Encryption in Synology NAS: How Secure is the New DSM 7.2 Update?
The new version of the DSM 7.2 operating system for Synology NAS has a long-awaited ability to encrypt volumes. How convenient, reliable and safe is it? Let’s figure it out!
Network Folder Encryption
A few years ago, Synology NAS used network folder encryption using the Linux-standard eCryptFS cryptographic file system. This approach had many limitations and inconveniences, and the management of encryption keys was implemented in a straightforward and insecure manner. If the user enabled automatic mounting of network folders, then the encryption keys stored on the device itself or on an external USB drive were protected by a fixed known password, which made the protection ineffective.
Volume Encryption
The new version of the Synology DSM 7.2 operating system introduced the long-awaited encryption at the volume level. According to the developers, the new data protection method works faster than the network folder encryption mechanism and at the same time got rid of the limitations inherent in file-by-file encryption. At the same time, the key management mechanism is again implemented in such a way that on most devices the actual data security is far from desirable.
Development of events Within eight hours of the release of DSM 7.2, the protection provided by volume encryption with mandatory storage of keys on the same drive, managed to bypass. To do this, it is enough to mount the DSM system partition in Linux (it is stored unencrypted and unsigned in a mirrored RAID on all disks installed in the NAS) and edit several text files. Between the writing and publication of this article, Synology developers managed to release two updates to DSM 7.2, in the last of which the problem with third-party KMIP servers was fixed. Details about the work of KMIP in Synology are described in the publication on Reddit, and you can download a working open-source KMIP server from the repository on GitHub.
Encryption in Synology NAS: How Secure is the New DSM 7.2 Update?
The new version of the DSM 7.2 operating system for Synology NAS has a long-awaited ability to encrypt volumes. How convenient, reliable and safe is it? Let’s figure it out!
Network Folder Encryption
A few years ago, Synology NAS used network folder encryption using the Linux-standard eCryptFS cryptographic file system. This approach had many limitations and inconveniences, and the management of encryption keys was implemented in a straightforward and insecure manner. If the user enabled automatic mounting of network folders, then the encryption keys stored on the device itself or on an external USB drive were protected by a fixed known password, which made the protection ineffective.
Volume Encryption
The new version of the Synology DSM 7.2 operating system introduced the long-awaited encryption at the volume level. According to the developers, the new data protection method works faster than the network folder encryption mechanism and at the same time got rid of the limitations inherent in file-by-file encryption. At the same time, the key management mechanism is again implemented in such a way that on most devices the actual data security is far from desirable.

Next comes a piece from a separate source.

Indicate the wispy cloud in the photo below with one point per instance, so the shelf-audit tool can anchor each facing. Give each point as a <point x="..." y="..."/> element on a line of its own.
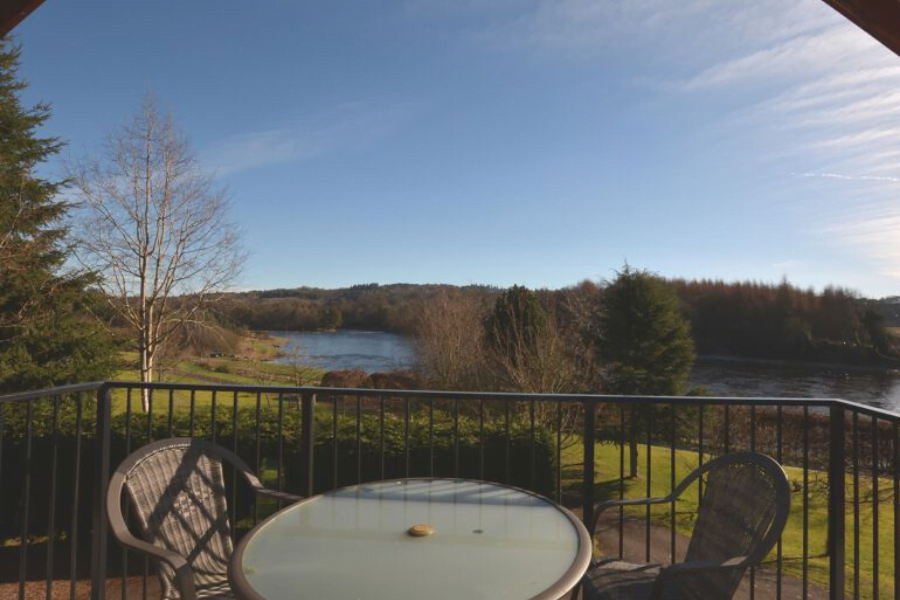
<point x="350" y="127"/>
<point x="809" y="88"/>
<point x="849" y="177"/>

Synology NAS users have been eagerly awaiting the introduction of volume encryption for a long time, and the release of DSM 7.2 was met with great enthusiasm. However, the excitement was short-lived, as within eight hours of the release of DSM 7.2, the protection provided by volume encryption with mandatory storage of keys on the same drive, managed to bypass. To do this, it is enough to mount the DSM system partition in Linux (it is stored unencrypted and unsigned in a mirrored RAID on all disks installed in the NAS) and edit several text files.
Fortunately, Synology developers reacted quickly to this vulnerability and released two updates to DSM 7.2, in the last of which the problem with third-party KMIP servers was fixed. Details about the work of KMIP in Synology are described in the publication on Reddit, and you can download a working open-source KMIP server from the repository on GitHub.
Conclusion
The introduction of volume encryption in Synology NAS was a long-awaited event, but the security of this encryption method is still questionable. Fortunately, Synology developers have reacted quickly to the vulnerability and released updates to fix the problem. However, users should be aware of the potential risks of using volume encryption and take steps to ensure the security of their data.